Multiparty conversation

In our daily life, we constantly adapt our languages depending on who we are talking to, and how much knowledge we share together. we collaboratively establish shared terms to efficiently refer to repeatedly mentioned items, for example calling a local coffee shop, "ER" among friends, but "Espresso Royale on Goodwin street" to people who are not familiar with the label. This process of designing utterances with respect to partner's knowledge state is called Audience Design (Clark, 1996). I examine how this process scales up to multiparty conversation where speakers interact with more than two partners who share different degrees of knowledge. Speakers are sensitive to partners' knowledge state and tailor utterances with respect to the overall knowledge states among partners.

I'm also interested in when and why this ability to use audience design declines and what factors support efficient conversation in older adults.


Interaction between memory and language use

Memory representations of what is and is not jointly known are necessary in order for speakers to tailor their utterances based on the knowledge and perspective of the addressee. If a speaker fails to remember what they have said in the past, they might repeat this information to the same addressee multiple times, thus making conversation inefficient and redundant. I take an interdisciplinary approach, aiming to understand the interdependence between memory and language in natural conversation. I examine how interlocutors – speakers and listeners – establish memory representations while communicating. Two naïve participants are recruited and have a naturalistic conversation, and then perform a memory test. I found that speakers had better memory for past referents than listeners, which is consistent with generation effect in the memory literature. However, this speaking benefit for memory for the past referent did not extends to memory for unmentioned aspects of the discourse context.

I also explore amnesic patients’ language production to test how they produce audience design and formulate memory representations of what different partners do and do not know. Individuals with amnesia have severe impairment in declarative memory caused by bilateral hippocampal damage (Duff & Brown-Schmidt, 2012). Hippocampus is believed to play a crucial role in the formation of new memories about experienced events. Thus, if hippocampus is impaired, updating memory representations of joint knowledge during conversation might be difficult for individuals with amnesia. One question that has not been addressed is whether this amnesic population is able to establish partner-specific joint knowledge during conversation. I examine whether individuals with amnesia are able to formulate partner-specific memory representations of joint knowledge and flexibly use them, like normal populations. I also work with individuals with neurodegenerative diseases who have memory and cognitive impairments, such as individuals with dementia (e.g., Alzheimer's disease).

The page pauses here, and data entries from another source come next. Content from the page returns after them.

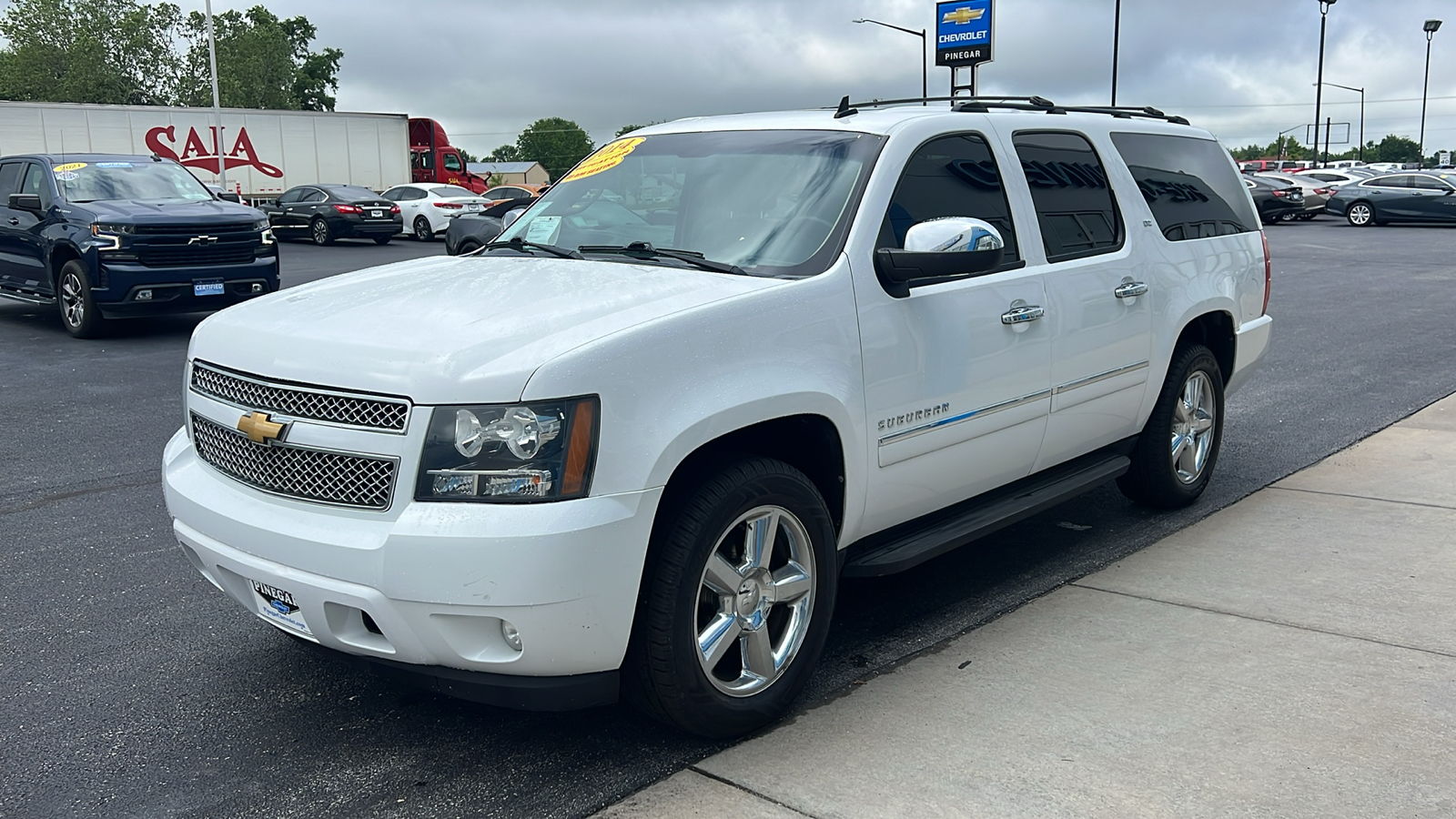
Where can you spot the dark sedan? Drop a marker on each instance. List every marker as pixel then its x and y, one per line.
pixel 1397 197
pixel 1274 201
pixel 470 230
pixel 325 213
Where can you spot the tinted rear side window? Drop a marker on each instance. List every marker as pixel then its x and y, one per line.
pixel 950 177
pixel 1190 186
pixel 1075 205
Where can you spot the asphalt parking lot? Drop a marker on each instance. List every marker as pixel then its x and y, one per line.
pixel 130 687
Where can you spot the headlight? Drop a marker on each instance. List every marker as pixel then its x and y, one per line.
pixel 509 453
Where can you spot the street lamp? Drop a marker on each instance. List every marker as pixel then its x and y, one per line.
pixel 1361 118
pixel 1431 29
pixel 1117 34
pixel 1320 82
pixel 925 77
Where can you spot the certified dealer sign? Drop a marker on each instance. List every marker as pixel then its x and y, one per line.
pixel 963 33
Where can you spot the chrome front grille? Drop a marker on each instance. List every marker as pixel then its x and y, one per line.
pixel 315 404
pixel 317 475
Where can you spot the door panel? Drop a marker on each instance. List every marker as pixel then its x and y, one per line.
pixel 1098 315
pixel 956 398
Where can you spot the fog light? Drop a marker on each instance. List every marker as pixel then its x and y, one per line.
pixel 513 637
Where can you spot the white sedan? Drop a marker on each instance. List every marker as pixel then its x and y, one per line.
pixel 427 208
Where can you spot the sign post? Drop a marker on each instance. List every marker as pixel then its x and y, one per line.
pixel 963 38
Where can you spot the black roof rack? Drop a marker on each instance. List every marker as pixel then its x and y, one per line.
pixel 986 104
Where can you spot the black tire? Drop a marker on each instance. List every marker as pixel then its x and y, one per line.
pixel 1159 477
pixel 1361 215
pixel 320 232
pixel 73 298
pixel 662 673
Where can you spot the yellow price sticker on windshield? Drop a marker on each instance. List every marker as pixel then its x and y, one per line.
pixel 604 159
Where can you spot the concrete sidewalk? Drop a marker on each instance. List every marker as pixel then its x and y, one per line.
pixel 1293 654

Lexical differentiation (while recording eye movements or electrical brain activity (ERP))

Lexical differentiation is a phenomenon, which refers to the tendency of speakers to elaborate their referring expressions with modifiers, e.g., “the striped shirt”, if a different exemplar from the same category had been mentioned in the past, e.g. “the shirt” (Van der Wege, 2009). This suggests that speakers typically take into account both the local context, as well as the discourse history when designing definite referring expressions. Although Lexical differentiation has been replicated in production many times, listeners showed no evidence of lexical differentiation in behavioral studies (e.g., eye-gaze; Yoon & Brown-Schmidt, 2014). I revisit lexical differentiation in both production and comprehension by testing (in)appropriately differentiated expressions while recording participants' electrical brain activity.


Process of disfluency

Speakers are often disfluent (~6 per 100 words in spontaneous speech). Disfluency (e.g., "um" or "uh") does not contain any linguistic information, but listeners tend to actively process disfluency and predict upcoming words following disfluency. It is well establish that young adults predict something hard to label or discourse new referents following the speaker's disfluency (Arnold et al., 2004). They also easily cancel this expectation when there is a certain reason why the speaker is disfluent (e.g., when there is a naive partner who just join the conversation, Yoon & Brown-Schmidt, 2014). I'm interested in how children process disfluency in particular when they interact with multiple partners who share different knowledge each other. My research shows that 4-year-old children flexibly process disfluency with respect to the current partner's knowledge state, rather than based on their egocentric knowledge.